Facing feelings that fuel power relations
- Adanma Yisa
Critical Diversity Studies scholar, Adanma Yisa, explains why automated emotional responses shield us from confronting criticism can undermine reconciliation.
Race relations in South Africa are frequently fraught with emotion. Online comments by prominent white South Africans fuel flames that ignite feelings of injury and invisibility.
The World Health Organization (WHO) advises washing hands frequently with an alcohol-based hand rub or soap and water to prevent the spread of 足球竞彩app排名. Twenty seconds of hand-washing or the time it takes to sing the ‘Happy Birthday’ song. At this point it may be more appropriate to describe this advice as a commandment.

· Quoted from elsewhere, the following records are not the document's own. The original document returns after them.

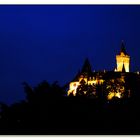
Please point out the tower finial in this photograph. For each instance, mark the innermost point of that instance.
(123, 50)
(123, 68)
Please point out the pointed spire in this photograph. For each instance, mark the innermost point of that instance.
(123, 68)
(86, 67)
(123, 50)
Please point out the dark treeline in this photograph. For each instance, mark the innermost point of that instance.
(48, 110)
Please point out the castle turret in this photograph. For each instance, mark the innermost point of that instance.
(123, 59)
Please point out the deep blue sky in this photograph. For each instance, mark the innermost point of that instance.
(51, 42)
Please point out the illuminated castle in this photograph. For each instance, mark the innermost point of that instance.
(86, 81)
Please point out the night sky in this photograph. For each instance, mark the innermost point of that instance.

In mid-March, as 足球竞彩app排名 panic rose in South Africa, Zelda La Grange delivered a warning. La Grange – who worked with former president Nelson Mandela for 19 years, initially serving as a typist before ascending to the role of private secretary to the president and a regular on the international speaking circuit – posted the following to Facebook:
“If you have a housekeeper, nanny, gardener or garden services, pool cleaner or anyone in your employment, demonstrate to them what a 20 second handwash looks like. Explain and show them how the virus transfers through handshake, touching, handling money, public transport, touching rails, ATMs etc. Don’t assume they know. I bought them Vit C tablets and a bar of soap and gave each food to take home to try and boost their family’s immune [sic].”
Critical effect and white privilege
La Grange’s post was met with accusations of racism, elitism and white privilege: What made Zelda think her black domestic staff did not know how to wash their hands? Why did she feel the need to demonstrate a 20 second hand-wash? Does she fear her domestic staff are particularly likely to bring 足球竞彩app排名 into her home? If so, does she assume this is because her staff are black?
La Grange’s initial response to this criticism was to cite her “20 years’ giving back in supporting people who struggle”, explaining that she dedicates “every spare minute to the welfare of those around me and their extended communities”. She was “emotionally exhausted defending myself and my intentions”.
Unequal emotions
La Grange’s response to her critics displays a mixture of confusion, indignation, shame and anger – the sort of bewildering misreading of public criticism that South Africans have come to recognise from their Problematic Person of the Moment. ‘Critical affect’ theory is a helpful approach to understanding the type of white emotionality displayed by La Grange in the face of important criticism.
Critical affect considers feeling to be an active force mediating everyday life and a useful tool in analysing the way in which emotion mediates societal power relations. Emotions play a massive part in holding up the social norms that result in unequal social relations. Emotions are part of our habitual responses to the world around us – reactions that signal our internalisation and compliance with dominant ideology.
Feeling invisible
In my analysis of black South African women and their interactions with black male oppression, the women I interviewed described fear as a common emotion experienced when navigating black male patriarchy. This fear was part of their habitual response to black male authority, a reminder to these women to exercise self-regulation in order to comply with hegemonic black male patriarchal oppression.
La Grange’s resentment at accusations of racism is the emotional aspect of a habitual response to anti-black racism that seeks to invisibilise the operation of white supremacy in South African society.
Arguably, linking this white female former personal secretary to the first black president of democratic South Africa, and her hand-washing social media post to the operation of white supremacy could be seen as absurd. Although La Grange may be a perfectly fine woman, her inability initially to critically engage with anti-black racist critique suggests she is complicit in white supremacy.
When we consider La Grange’s anger at accusations of condescending bigotry, add Helen Zille’s dismissal of critiques of her take on colonialism, and mix in FW De Klerk’s bewilderment at the angry response to his statement that apartheid was not a crime against humanity, we begin to build a picture of habitual white emotionality expressed as exasperation that seeks to frame anti-black racist criticism as an overreaction, if not completely imagined.
Facing our feelings
Phrases like ‘white supremacy’, ‘anti-black racism’ and ‘complicit’ are scary. We think these words refer to other people, which is why it is disconcerting when we ourselves are faced with this criticism. However, the fear or shame or anger that obstructs our response to important critique must not stop us from dealing with the very critique itself. Society will not change if we keep to automated emotional responses that shield us from confronting criticism. This ultimately means that unequal power relations will remain in place.
La Grange followed her initial frustrated response to her critics with an apology “to those who felt harmed, insulted or hurt by my posts about washing hands”. This tends to be the typical way our Problematic Person of the Moment eventually concedes. We can only hope that such apologies are the result of a genuine re-evaluation of their worldview shaped by an engagement with the behaviour that caused critique. I truly hope Zelda’s apology is imbued with a greater understanding of the way her words contributed towards inequality. If not, I hope she and others take the time to sit with their emotions and think about what lies beneath.
- Adanma Yisa is the External Relations Manager in the School of Law. She holds a Master's in Critical Diversity Studies (Wits, 2019).
- This article first appeared in?Curiosity, a research magazine produced by?Wits Communications?and the?Research Office.